Enter the maze

Disobedient Objects

The Victoria and Albert Museum in London has an exhibition from the Summer of 2014 on Disobedient Objects. It looks at the way protesters have designed objects to support their protests often with limited resources. The objects on display range from banners, badges and T-shirts to tubes designed to lock people together in a sit-down protest that is hard to move, and even printed teacups used by the suffragettes to spread their message into Edwardian homes.

Technology has played a part in home-made protest movements too, though not always in obvious ways. In Poland in the 1980s people wanted a subtle and easily hidden way to show their support for the Solidarity protest movement that ultimately overthrew state communism in the country. One way they used was to turn small electrical resistors into lapel badges, both as a play on the word resistance and to show support for the pirate radio stations that were helping their cause.

As technology advances it is often taken up by authoritarian regimes to maintain their power. Some exhibits show how it could be used by protesters to fight back too. Robots are increasingly being militarised and if they aren't already will no doubt soon be used by regimes to both spy on and help quash protest movements.
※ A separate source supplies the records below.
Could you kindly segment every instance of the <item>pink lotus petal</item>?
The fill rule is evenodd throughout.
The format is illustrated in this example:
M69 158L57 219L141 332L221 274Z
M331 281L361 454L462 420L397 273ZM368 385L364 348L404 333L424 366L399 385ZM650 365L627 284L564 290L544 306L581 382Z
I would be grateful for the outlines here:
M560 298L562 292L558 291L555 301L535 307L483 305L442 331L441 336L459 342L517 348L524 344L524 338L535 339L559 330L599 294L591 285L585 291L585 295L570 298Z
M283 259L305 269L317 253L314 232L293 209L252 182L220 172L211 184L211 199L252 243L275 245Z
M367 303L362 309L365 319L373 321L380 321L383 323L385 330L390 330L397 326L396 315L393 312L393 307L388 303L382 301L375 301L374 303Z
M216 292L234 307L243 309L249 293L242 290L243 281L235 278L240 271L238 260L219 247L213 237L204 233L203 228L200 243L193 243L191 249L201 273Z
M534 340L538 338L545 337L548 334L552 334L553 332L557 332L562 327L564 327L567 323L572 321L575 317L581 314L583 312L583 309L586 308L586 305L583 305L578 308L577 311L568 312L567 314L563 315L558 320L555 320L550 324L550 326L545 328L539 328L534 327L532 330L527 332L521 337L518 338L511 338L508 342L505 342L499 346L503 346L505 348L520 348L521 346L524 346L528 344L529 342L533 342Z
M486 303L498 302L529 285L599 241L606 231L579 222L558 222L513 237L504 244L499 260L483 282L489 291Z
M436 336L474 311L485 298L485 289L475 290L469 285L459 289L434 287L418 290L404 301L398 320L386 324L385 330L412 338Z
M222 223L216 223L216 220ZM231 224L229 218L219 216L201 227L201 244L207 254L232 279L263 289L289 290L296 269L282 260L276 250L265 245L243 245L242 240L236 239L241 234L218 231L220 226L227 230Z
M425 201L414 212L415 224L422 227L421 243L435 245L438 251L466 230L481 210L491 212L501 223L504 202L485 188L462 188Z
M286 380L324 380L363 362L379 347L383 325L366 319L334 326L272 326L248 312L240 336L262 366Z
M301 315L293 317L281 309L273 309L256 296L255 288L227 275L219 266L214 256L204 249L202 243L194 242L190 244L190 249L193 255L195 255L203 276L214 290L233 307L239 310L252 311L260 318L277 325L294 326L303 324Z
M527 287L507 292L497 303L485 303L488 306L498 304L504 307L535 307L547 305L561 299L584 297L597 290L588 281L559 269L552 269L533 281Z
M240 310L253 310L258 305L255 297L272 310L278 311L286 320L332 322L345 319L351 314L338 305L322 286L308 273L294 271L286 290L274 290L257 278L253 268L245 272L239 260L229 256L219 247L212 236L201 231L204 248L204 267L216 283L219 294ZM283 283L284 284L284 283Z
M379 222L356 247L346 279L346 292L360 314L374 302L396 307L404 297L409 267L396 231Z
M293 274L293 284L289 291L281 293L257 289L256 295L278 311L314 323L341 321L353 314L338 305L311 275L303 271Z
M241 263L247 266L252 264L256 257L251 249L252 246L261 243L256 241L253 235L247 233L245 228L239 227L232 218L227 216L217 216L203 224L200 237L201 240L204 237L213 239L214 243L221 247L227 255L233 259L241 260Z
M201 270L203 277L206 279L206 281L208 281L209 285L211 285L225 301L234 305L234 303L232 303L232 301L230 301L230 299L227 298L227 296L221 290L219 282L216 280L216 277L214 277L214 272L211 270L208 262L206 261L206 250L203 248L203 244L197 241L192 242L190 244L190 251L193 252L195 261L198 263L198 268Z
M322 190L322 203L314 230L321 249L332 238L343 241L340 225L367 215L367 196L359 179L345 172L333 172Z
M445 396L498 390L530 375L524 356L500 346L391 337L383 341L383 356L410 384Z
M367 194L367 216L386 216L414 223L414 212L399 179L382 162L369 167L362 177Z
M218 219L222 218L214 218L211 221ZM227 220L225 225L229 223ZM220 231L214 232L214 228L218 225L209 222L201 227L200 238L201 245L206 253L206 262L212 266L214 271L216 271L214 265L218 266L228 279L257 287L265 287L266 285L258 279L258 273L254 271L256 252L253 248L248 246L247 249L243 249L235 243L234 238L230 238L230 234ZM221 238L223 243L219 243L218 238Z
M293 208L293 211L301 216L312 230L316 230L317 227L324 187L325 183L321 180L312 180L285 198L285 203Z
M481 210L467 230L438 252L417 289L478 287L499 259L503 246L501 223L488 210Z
Some designers have tried to show that robots have a part to play in protest too. The Graffiti Writer robot from 1998 carries a rack of aerosol cans on its back. As it trundles along it paints protest messages on the pavement behind it, allowing protesters to stay a safe distance from their graffiti. The Institute of Applied Autonomy who designed it wanted to highlight the (then) coming of robot warfare, suggesting robots could be used in protests against repressive regimes too. Only three years later the first armed drones - essentially flying military robots - were used over Afghanistan. Drones can by used by protesters too. The FLONE is a simple home-assembled drone that can hold a smart phone and be used, for example, to film any brutal action of police during peaceful protests.

Authoritarian regimes may increasingly use technology to suppress their people, but the Disobedient Objects exhibition shows imaginative protesters can turn the same technology on its head and use it to support their protests too.